AI Labeling in Spatial Studio supports different labeling types, depending on the machine learning or deep learning task:

Image Classification

A single label is applied to an entire geospatial raster chip (for example, urban, forest, water).

Object Detection

Labels are applied to bounding boxes that mark the location and type of objects within a geospatial raster chip (for example, detecting buildings or vehicles).

Semantic Segmentation

Labels are applied at the pixel level, assigning each pixel in a geospatial raster chip to a category (for example, distinguishing between vegetation, road, and water areas).

Sparse Labeling (variant of Semantic Segmentation)

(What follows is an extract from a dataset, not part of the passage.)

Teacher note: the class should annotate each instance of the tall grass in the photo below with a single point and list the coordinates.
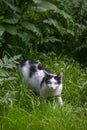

Instead of labeling all pixels, only a subset of pixels is labeled across the geospatial raster chip (for example, annotating key sample points of roads or vegetation). This approach reduces annotation effort while still guiding model training.

Instance Segmentation

Similar to semantic segmentation, but separates individual objects of the same category (for example, labeling multiple distinct trees within the same chip).

Nested Labels (Object Detection & Instance Segmentation)

For the project types discussed under "Labeling Types", it is also possible to assign additional labels or attributes per instance. For example, in instance segmentation of buildings, each building polygon can include nested information such as height, usage, or other classification labels. This extends the concept of image classification to the level of individual detected objects.